Aşkım, Katilim

Boğazıma bıçağı dayadığında artık kabulleniş safhasındaydım. Beynim içerilerde bir yerde deli gibi haykırırken ben ve ruhum son derece sakindik. Mevsimlerden kıştı, hava çok soğuktu. Katilim camları açmıştı kar öyle güzel yağıyordu ki. Camın altında yattığım için tüm vücudum soğuğu hissediyordu ve küçük kar zerrecikleri yüzüme çarpıyordu.

Karın yağışını seyrederken, bileklerimden damla damla kanlar akıyordu. Bu ortamı tamamlayan Puccinni aryaları ise tam bir zevk doruğuydu. Kurtulma şansım veya ayağa kalkma şansım yoktu. Üşümeye ve uyuklamaya başlamıştım, o an ellerini vücudumda hissettim ve ürperdim.

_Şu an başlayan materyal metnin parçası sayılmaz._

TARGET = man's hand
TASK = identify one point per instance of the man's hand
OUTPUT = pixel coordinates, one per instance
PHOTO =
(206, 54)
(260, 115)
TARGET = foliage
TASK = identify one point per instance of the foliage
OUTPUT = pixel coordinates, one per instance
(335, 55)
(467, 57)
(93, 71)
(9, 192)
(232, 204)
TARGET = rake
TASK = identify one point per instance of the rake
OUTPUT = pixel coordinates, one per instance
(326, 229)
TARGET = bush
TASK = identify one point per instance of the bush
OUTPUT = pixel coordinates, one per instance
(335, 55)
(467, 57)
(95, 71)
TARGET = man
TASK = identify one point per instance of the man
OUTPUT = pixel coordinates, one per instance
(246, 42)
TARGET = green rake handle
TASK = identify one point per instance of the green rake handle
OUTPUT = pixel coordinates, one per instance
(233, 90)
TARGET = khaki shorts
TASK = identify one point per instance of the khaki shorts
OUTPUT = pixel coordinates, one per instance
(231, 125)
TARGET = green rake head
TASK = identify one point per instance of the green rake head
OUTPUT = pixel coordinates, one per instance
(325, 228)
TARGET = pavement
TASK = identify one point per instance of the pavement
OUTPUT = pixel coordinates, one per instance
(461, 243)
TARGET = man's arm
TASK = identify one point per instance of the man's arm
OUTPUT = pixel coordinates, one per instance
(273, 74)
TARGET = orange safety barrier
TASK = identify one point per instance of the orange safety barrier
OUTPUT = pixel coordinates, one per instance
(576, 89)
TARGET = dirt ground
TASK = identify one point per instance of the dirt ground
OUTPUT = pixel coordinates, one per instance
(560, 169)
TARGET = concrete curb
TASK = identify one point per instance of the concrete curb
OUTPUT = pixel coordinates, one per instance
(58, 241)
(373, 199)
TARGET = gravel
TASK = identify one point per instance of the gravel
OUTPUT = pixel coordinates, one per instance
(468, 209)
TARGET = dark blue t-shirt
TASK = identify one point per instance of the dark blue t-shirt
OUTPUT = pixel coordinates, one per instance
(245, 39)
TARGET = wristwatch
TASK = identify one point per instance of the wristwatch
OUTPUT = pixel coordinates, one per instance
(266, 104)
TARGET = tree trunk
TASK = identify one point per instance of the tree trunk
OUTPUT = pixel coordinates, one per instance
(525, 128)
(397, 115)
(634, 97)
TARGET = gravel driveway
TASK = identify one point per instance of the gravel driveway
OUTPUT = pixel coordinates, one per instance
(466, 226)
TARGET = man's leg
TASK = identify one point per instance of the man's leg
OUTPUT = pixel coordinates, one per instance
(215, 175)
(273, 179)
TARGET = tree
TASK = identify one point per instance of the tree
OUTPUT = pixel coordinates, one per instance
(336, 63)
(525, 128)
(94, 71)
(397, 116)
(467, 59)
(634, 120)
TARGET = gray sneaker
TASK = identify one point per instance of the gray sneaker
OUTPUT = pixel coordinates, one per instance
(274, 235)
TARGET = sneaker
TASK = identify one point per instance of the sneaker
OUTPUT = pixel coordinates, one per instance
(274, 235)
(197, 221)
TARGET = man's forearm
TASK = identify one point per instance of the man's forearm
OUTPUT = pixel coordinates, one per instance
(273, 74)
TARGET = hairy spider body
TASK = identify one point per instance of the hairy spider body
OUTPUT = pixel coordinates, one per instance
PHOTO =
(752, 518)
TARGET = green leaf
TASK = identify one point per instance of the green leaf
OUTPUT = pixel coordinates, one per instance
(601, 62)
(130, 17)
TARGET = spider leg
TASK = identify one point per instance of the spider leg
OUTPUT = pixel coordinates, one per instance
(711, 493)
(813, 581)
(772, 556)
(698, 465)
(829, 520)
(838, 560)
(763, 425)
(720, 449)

Ölmeden bir hafta öncesi… Hayatımda normal olan şeylerin sayısı çok azdı, delirme noktasında normalden her geçen gün biraz daha uzaklaşıyordum. Bunun bilincinde olmak ve bunu engelleyememek nasıl bir şeydi, bir türlü bu noktayı anlayamıyordum. Dışarıya karşı mütevazi görünen ve hiç bir falso vermeyen standart bir öğretim görevlisiydim. Edebiyat bölümünde, diğer öğretim görevlilerinin haklı olarak fazlaca haz etmedikleri bir kadındım. Çok konuşmayan, gülmeyen, bir yerlere gelmek için habire ödün vermeyen, sıradan düz biri işte…

Dışarıdan görünen bu süklüm püklüm yapımım ardında, aslında iki ruhlu bir kadın yatıyordu. Bu kadın geceleri bukalemun oluyordu. Adeta kurt adam filmlerinde ki gibiydim. Giyim tarzımdan, neredeyse kekemeye varan günlük konuşmam tamamen ortadan kalkıp, cüretkar giyinen, vurgulu ve şuh tonda konuşan birine dönüşüyordum. Her gece başka başka mekanlara gidip, gecenin sonunda sabahın ilk ışıklarında bazen kiminle uyandığımı bile hatırlamayacak kadar kendimden geçiyordum. Geceyi ve bedenleri tüketip, evime yollandığımda, acımasızca kendime güvenimin doruklarına çıkıp içimden delice kahkahalar atıyor fakat kısa süre sonrada yatakta kıvrılıp yatarken tüm yaşadıklarımın kötü bir düş olmasını, sabah tüm bu pisliklerin gerçekte olmadığını farzederek uyanıp mutlu ve defosuz bir insan olarak uyanmayı diliyordum.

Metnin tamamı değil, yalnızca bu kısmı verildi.